Sleep apnea is a common sleep disorder that affects many people; in fact, a survey showed that at least 25 million adult Americans are suffering from the disorder in various degrees. What is worse is that many people do not even know they have the disorder. The disorder can be a dangerous one, depending on the severity, making it imperative that you know if you are suffering from it.
What exactly is Sleep Apnea?
Obstructive sleep apnea occurs when the tongue slightly lodges in the back of the throat, which obstructs your airway passages. The disorder causes the victim to take shallow breaths while he or she sleeps. There is a chance that the person who has sleep apnea will stop breathing briefly as he or she sleeps.
The pauses can last for a few seconds to as long as a few minutes. Even more troublesome is that these pauses can happen about 30 times within one hour. The body does try to correct the issue while you are sleeping by forcing you to wake up just a little to correct the position of the tongue. Sometimes the air you are able to breathe in has to go through such a small airway passage that it causes you to snore or even choke.
Why is Sleep Apnea Hard to Diagnose?
There are a few reasons why sleep apnea is not easily detectable. For one, your body usually does not wake you up so that you notice the reason for the disruption. Second, the disorder is not generally something that a doctor can diagnose when you are fully awake. The victim might not notice any symptoms while he or she is awake that can be associated with sleep apnea with exactitude. In fact, a sleeping partner or a family member usually notices that you may be suffering from sleep apnea.
Still, just in case, the following are a few symptoms that some sleep apnea sufferers experience:
- Excessive sleepiness during the day
- Propensity to depression due to poor sleep
- The loss of concentration or memory impairment
Though these symptoms could be associated with other issues, it is a good idea to make sure it is not sleep apnea. It may seem a little strange, but perhaps the best thing that you can do is ask a family member or a friend to see if you have the problem. Remember that while obstructive sleep apnea can affect anyone, but it is usually associated with people who are overweight. So make sure you have a specialist check things out if you suspect that something might be amiss.

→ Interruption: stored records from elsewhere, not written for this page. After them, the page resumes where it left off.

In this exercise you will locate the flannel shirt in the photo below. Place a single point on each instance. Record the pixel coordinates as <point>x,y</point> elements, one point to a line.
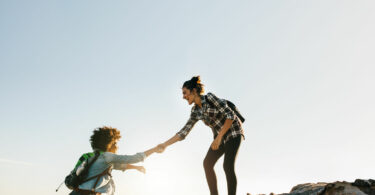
<point>213,113</point>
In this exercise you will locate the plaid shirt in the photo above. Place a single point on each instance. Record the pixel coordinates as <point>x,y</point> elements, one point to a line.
<point>213,113</point>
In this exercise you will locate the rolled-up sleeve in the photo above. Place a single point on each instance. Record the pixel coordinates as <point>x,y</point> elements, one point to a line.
<point>120,166</point>
<point>221,105</point>
<point>124,159</point>
<point>188,126</point>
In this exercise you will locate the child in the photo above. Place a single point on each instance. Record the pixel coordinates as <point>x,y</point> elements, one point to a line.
<point>104,143</point>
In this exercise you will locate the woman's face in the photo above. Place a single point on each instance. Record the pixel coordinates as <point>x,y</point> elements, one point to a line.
<point>188,95</point>
<point>113,148</point>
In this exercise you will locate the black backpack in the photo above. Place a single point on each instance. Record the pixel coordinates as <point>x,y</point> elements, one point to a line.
<point>232,107</point>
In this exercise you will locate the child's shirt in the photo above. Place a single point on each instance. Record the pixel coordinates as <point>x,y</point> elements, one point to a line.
<point>105,184</point>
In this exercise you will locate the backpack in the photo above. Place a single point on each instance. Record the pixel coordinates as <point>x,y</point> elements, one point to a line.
<point>232,107</point>
<point>79,174</point>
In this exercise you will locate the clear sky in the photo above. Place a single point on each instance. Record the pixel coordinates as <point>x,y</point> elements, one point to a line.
<point>301,72</point>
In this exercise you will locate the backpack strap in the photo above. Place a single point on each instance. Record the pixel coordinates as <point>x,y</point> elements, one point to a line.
<point>99,176</point>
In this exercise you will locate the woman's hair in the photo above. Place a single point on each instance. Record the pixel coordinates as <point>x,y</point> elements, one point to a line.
<point>103,137</point>
<point>194,83</point>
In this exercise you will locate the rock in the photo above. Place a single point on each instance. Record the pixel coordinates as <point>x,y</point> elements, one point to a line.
<point>358,187</point>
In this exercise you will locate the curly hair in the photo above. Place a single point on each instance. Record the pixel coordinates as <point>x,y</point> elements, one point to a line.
<point>103,137</point>
<point>194,83</point>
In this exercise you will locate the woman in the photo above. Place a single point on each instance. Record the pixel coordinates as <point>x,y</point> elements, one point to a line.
<point>225,125</point>
<point>104,142</point>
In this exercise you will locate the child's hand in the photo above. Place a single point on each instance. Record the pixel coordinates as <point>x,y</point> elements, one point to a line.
<point>141,169</point>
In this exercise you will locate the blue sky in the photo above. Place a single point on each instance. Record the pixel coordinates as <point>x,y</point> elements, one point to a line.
<point>301,72</point>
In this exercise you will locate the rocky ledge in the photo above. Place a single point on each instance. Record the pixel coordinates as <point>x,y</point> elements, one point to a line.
<point>358,187</point>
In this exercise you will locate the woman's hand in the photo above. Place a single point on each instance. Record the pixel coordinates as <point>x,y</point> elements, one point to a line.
<point>160,148</point>
<point>216,143</point>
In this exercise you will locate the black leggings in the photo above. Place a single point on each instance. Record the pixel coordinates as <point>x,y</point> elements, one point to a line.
<point>230,150</point>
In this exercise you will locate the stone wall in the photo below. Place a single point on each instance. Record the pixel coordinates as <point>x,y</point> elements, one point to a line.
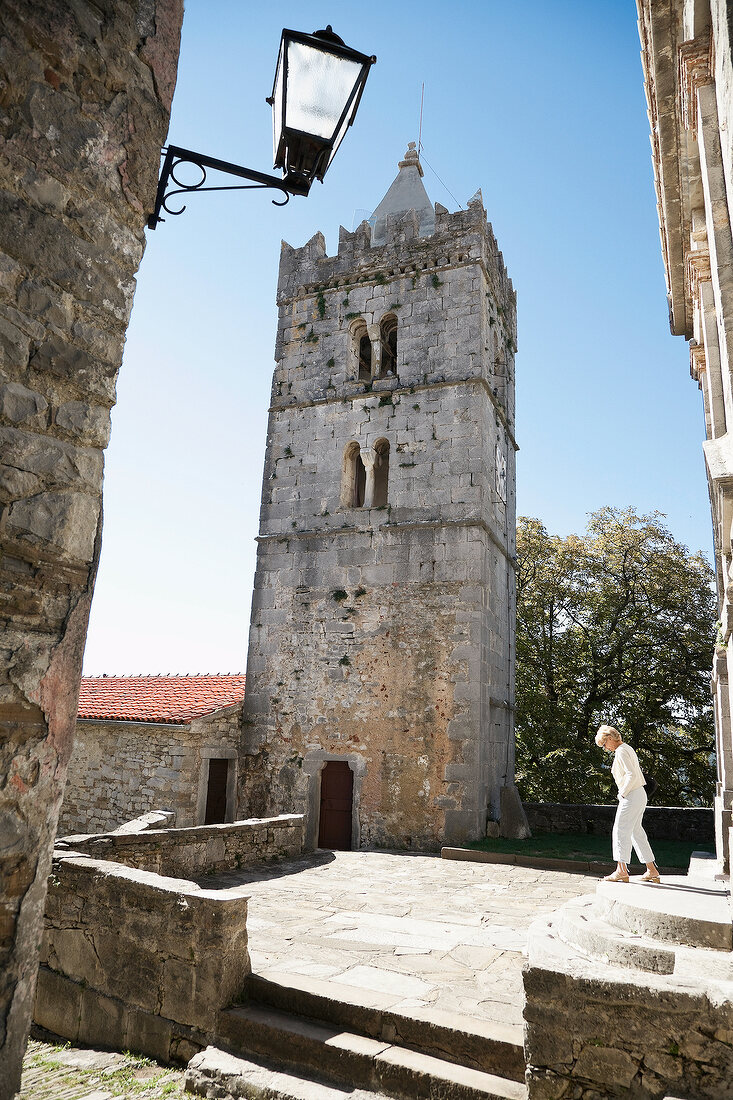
<point>382,636</point>
<point>594,1031</point>
<point>196,851</point>
<point>137,961</point>
<point>124,769</point>
<point>86,91</point>
<point>662,823</point>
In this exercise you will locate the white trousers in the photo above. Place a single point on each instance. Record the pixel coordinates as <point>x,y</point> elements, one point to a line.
<point>627,828</point>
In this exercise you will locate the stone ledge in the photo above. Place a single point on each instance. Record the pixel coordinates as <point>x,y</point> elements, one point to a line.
<point>539,862</point>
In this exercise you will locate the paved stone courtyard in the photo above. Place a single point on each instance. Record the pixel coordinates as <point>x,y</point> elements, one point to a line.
<point>406,932</point>
<point>414,931</point>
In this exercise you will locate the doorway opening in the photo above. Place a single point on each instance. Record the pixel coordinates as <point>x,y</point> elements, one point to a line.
<point>216,792</point>
<point>336,806</point>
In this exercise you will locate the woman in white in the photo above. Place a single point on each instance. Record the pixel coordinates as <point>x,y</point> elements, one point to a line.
<point>627,827</point>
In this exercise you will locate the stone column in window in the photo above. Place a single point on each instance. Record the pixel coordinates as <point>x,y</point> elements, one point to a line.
<point>368,458</point>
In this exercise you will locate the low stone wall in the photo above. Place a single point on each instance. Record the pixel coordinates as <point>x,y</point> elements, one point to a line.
<point>662,823</point>
<point>593,1031</point>
<point>200,850</point>
<point>135,961</point>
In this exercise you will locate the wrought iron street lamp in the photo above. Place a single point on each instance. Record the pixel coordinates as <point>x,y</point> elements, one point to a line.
<point>316,92</point>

What Makes Sleep Apnea so Dangerous?
The problem is hard to diagnose. A bigger problem, depending on its severity, is that it can actually be dangerous and detrimental to your health. The danger really stems from the fact that you are obstructing oxygen from the body continuously. The body needs a constant supply of oxygen to function normally, but this is obstructed while you sleep for about eight hours.
One of the most detrimental effects of untreated and severe sleep apnea is brain damage. Apparently, sleep apnea leads to the reduction of gray matter, which is associated with cognitive impairments, mood swings, and increasingly unstoppable sleepiness during the day. Not only that, but Dr. Jamali also knows that sleep apnea could have some detrimental effects to your overall cardiovascular health and its ability to function. This issue could raise the risk of cardiac arrest or shock. The blood’s job is to give the rest of the body a healthy amount of oxygen to carry out its functions, including the removal of toxins like free radicals. This means that your overall health and ability to fight off diseases might suffer should this problem continue to go unnoticed. The problem could get so bad that it might increase your chances of developing diabetes.

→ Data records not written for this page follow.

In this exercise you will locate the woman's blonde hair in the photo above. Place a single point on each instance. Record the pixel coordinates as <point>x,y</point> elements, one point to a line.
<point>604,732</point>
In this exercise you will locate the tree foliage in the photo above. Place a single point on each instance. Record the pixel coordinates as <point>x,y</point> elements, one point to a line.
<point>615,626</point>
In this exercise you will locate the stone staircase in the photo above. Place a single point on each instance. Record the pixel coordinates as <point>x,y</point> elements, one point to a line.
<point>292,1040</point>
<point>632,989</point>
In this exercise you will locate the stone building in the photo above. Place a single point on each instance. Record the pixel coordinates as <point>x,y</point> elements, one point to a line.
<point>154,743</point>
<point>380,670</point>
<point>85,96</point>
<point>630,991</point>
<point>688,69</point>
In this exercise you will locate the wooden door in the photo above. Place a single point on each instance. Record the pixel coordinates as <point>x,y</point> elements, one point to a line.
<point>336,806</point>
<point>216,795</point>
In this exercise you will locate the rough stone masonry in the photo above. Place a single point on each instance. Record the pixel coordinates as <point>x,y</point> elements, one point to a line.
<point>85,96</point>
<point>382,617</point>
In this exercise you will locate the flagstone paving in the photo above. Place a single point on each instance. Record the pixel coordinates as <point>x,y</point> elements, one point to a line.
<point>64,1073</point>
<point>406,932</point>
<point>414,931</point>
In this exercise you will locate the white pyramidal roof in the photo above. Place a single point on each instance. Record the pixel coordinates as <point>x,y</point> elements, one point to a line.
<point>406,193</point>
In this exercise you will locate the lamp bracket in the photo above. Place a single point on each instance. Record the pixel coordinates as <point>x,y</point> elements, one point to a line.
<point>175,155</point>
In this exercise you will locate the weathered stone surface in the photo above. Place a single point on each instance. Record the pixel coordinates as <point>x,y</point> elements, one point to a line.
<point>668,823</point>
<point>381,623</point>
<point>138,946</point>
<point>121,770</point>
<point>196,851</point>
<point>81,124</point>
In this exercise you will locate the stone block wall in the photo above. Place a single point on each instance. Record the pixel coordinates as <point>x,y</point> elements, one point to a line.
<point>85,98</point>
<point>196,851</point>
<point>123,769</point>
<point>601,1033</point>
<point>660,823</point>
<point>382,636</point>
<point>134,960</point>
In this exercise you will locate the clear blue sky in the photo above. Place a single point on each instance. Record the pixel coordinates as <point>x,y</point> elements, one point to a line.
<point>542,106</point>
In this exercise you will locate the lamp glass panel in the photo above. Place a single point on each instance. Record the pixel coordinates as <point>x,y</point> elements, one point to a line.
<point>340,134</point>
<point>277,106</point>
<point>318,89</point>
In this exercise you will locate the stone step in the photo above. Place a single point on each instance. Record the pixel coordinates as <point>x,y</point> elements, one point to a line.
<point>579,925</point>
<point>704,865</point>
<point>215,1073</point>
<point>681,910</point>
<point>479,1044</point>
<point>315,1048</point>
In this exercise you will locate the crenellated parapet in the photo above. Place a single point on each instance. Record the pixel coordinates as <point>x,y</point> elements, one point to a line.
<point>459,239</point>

There is no doubt that sleep apnea is a silent and dangerous issue that needs to be addressed as soon as possible.
How Can Sleep Apnea be dealt with?
A professional’s opinion like that of Dr. Jamali would be invaluable to those who have this issue. The first thing that will happen is a confirmation that this problem is affecting you as well as an overall evaluation of how severe the problem is. There is likely going to be a cephalometic analysis using a skull s-ray. There may also be a naso-pharyngeal exam, which is performed with a fiber-optic camera to see just how much the problem has affected the cardiovascular system.

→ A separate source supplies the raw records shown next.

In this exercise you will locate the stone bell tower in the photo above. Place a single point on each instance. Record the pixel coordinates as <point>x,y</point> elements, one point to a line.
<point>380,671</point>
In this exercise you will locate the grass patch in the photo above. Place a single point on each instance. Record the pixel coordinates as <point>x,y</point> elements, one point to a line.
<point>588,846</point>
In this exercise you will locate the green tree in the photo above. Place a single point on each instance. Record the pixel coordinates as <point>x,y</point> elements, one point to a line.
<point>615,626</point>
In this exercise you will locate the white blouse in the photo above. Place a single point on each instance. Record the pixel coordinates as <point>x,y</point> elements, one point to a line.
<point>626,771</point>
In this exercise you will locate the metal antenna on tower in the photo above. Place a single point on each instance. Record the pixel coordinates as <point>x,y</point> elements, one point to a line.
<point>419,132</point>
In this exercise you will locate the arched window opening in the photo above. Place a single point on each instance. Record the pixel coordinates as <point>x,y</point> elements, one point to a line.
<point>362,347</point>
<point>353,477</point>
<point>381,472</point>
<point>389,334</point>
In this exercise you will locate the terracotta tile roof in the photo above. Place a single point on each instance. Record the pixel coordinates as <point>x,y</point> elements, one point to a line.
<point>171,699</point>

There might be sleep study performed to monitor the individual’s entire sleep pattern and sleep apnea severity. The solutions will present themselves once the evaluation is complete. There are a number of ways to approach the situation depending on how severe it is. For example, those who are suffering from a median form of sleep apnea may do well using a nasal CPAP machine. This machine pressurizes oxygen enough to shoot it through any obstruction, which should be helpful. Keep in mind that this is a mask, which will take some time to get used to.
Another possible solution is to simply try the uvulo-palato-pharyngo-plasty surgical procedure, which does have a laser-assisted cousin called the uvulo-palato-plasty procedure. Both of these surgical procedures remove tissue from the back of the throat while remodeling it to help open up the airway passages while you sleep. Keep in mind that these procedures are usually performed under light IV sedation and nothing more, and they are considered minimally invasive surgeries.
Of course, there are some cases where a minimally invasive procedure is simply not enough, and it is at this point that an upper and lower jaw repositioning procedure might be the only option to get rid of this problem once and for all.
The procedure is referred to as orthognathic surgery, which is something that Dr. Jamali and his team are quite adept in. The procedure requires some general anesthesia and will ask the patient to stay one to two nights in the hospital after the procedure.
Dealing with this problem as soon as possible is important and needs to be addressed with a certain level of gravitas because your health is important.